每天给你送来NLP技术干货!


来自:看个通俗理解吧

Chinese Natural Language Understanding, NLU, in Dialogue Systems 1&2 Task Introduction&Chinese vs English in NLP

当第一次看到自然语言理解的时候,我是感到困惑的。因为自然语言处理的目的就是要去理解人类产生的文本信息,从这个角度讨论,那应该所有的自然语言处理任务,都应该自然语言理解的范围之内。

When I first read about natural language understanding, I was very confused. What is the difference between natural language processing and understanding? The reason for my confusion is that the purpose of natural language processing is to understand human language, discussed from this perspective, all the natural language processing tasks should be within the scope of natural language understanding. To some extent, the concept of "natural language processing" is equivalent to "natural language understanding".

而当经过进一步调查之后,发现大家基本上是把特定的任务称呼为自然语言理解。这一系列中,会贴合大家已经形成的习惯用语,所以这里提到的自然语言理解便是在对话系统场景中的任务。

When the further investigation was carried out, it became clear that people were generally referring to specific tasks as natural language understanding. In this series, the natural language understanding includes the tasks for dialogue systems.

这仍然会是一系列的文章:

  1. 自然语言理解任务介绍(←这一篇)

  2. 自然语言处理中英文的区别(←这一篇)

  3. 学术界中的方法

  4. 工业界中的方法

  5. 中文对话系统相关的挑战赛

  6. 相关的有用的资源、资料

This series of articles will cover:

  1. Task Introduction (← this one)

  2. Chinese vs English in NLP (← this one)

  3. Academic Methods

  4. Industry Methods

  5. Chinese Dialogue System Challenge Track

  6. Resources

谁适合阅读这篇文章?无论是刚进入自然语言处理专业的小白,还是已经深耕这个领域多年的高手,或者你需要一份比较完整的科普讲解思路然后为他人讲解,都希望你能在这一系列文章中获得有用的信息。这一系列文章很适合用于快速了解不同方法的大概思路,或者用于复习一下前人的做法大概有哪些。

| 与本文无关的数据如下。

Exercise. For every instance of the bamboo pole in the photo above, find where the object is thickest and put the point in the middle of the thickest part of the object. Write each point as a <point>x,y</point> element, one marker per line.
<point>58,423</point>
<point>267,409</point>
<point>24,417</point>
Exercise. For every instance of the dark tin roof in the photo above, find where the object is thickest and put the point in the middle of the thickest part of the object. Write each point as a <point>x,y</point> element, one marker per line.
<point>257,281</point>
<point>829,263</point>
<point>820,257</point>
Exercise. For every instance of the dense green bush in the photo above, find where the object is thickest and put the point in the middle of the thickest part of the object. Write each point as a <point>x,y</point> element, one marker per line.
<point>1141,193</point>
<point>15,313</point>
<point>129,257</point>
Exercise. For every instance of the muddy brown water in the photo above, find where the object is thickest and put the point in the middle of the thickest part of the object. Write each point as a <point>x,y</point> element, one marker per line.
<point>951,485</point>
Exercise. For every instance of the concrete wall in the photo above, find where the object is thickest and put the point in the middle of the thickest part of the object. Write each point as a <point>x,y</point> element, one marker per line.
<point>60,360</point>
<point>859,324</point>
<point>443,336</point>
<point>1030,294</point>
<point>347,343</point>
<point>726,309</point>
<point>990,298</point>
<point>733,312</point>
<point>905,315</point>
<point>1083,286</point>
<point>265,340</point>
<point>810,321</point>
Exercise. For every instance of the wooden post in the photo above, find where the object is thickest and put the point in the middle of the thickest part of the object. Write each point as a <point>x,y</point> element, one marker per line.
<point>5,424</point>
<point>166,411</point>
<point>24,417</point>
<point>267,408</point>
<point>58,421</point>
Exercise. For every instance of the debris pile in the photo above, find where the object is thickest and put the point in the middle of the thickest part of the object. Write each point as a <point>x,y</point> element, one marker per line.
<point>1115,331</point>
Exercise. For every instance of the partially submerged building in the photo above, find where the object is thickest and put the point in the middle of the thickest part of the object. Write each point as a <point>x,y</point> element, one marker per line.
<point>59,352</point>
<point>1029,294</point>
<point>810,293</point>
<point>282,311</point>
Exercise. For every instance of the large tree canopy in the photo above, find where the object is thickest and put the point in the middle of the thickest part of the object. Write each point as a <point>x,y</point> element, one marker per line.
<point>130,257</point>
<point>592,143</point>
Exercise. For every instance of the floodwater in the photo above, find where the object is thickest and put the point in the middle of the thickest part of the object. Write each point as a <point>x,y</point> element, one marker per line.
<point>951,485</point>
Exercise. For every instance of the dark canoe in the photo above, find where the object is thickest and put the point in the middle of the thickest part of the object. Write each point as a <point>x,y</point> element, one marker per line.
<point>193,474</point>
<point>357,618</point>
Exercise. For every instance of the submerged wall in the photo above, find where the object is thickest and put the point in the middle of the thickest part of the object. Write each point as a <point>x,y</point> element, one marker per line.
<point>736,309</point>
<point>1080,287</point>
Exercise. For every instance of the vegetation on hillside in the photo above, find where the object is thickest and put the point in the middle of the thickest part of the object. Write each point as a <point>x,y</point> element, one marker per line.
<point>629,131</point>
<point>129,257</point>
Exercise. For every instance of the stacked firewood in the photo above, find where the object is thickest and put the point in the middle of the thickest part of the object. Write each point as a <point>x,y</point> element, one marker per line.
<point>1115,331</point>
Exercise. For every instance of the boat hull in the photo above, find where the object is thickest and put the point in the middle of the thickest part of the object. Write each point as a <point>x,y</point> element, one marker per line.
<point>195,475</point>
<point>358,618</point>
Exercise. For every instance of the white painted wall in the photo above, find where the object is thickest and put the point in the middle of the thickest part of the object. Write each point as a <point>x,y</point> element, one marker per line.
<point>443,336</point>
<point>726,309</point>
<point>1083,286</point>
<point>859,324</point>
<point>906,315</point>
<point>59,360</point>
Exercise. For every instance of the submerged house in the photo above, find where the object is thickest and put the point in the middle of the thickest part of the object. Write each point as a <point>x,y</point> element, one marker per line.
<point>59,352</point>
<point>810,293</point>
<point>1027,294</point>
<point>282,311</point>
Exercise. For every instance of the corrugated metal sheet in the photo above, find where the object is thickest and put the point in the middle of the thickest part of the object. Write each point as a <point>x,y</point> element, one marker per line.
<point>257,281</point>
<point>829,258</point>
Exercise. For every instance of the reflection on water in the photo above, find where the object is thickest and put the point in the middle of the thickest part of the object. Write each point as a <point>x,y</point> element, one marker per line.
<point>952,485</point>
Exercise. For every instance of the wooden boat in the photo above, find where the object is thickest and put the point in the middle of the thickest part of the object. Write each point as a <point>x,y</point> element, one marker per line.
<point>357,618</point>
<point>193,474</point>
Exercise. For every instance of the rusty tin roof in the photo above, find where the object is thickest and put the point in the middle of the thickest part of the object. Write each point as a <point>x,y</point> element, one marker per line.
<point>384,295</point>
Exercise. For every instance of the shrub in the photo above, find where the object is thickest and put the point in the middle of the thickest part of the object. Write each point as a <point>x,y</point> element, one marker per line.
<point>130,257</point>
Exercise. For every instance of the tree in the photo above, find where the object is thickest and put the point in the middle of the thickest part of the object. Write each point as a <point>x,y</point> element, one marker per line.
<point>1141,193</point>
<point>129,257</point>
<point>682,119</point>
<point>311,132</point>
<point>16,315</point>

Who is suitable to read this article? Whether you are a beginner in the natural language processing field, you are an expert who has been deeply involved in the field for many years, or you are a teacher who needs ideas to explain these tasks to others, I hope you will get useful information in this series of articles. This series can be used for a quick overview of the general ideas of different approaches and previous studies.

1. 任务介绍(Task Introduction)

在这里会先简略的介绍一下它是一个什么样的任务。具体是什么任务在后续的文章中会有详细的介绍。用最简单的话说,我们希望模型能够理解我们说的话,并且做出相应的反应。

We start with a brief description of what task we are talking about. The exact tasks will be described in more detail in the following articles. In the simplest terms, we hope AI models are able to understand what we say and react accordingly.

在下面这个例子中,我们对智能音箱发出了2条指令:播放今天的新闻 以及 提高播放的音量。

In the example below, we said to the smart speaker: play today's news and raise the volume.

这个智能音箱很好的完成了这两个任务:它播放了新闻 并且 提高了音量。

The smart speaker does both tasks well: it plays the news and turns up the volume.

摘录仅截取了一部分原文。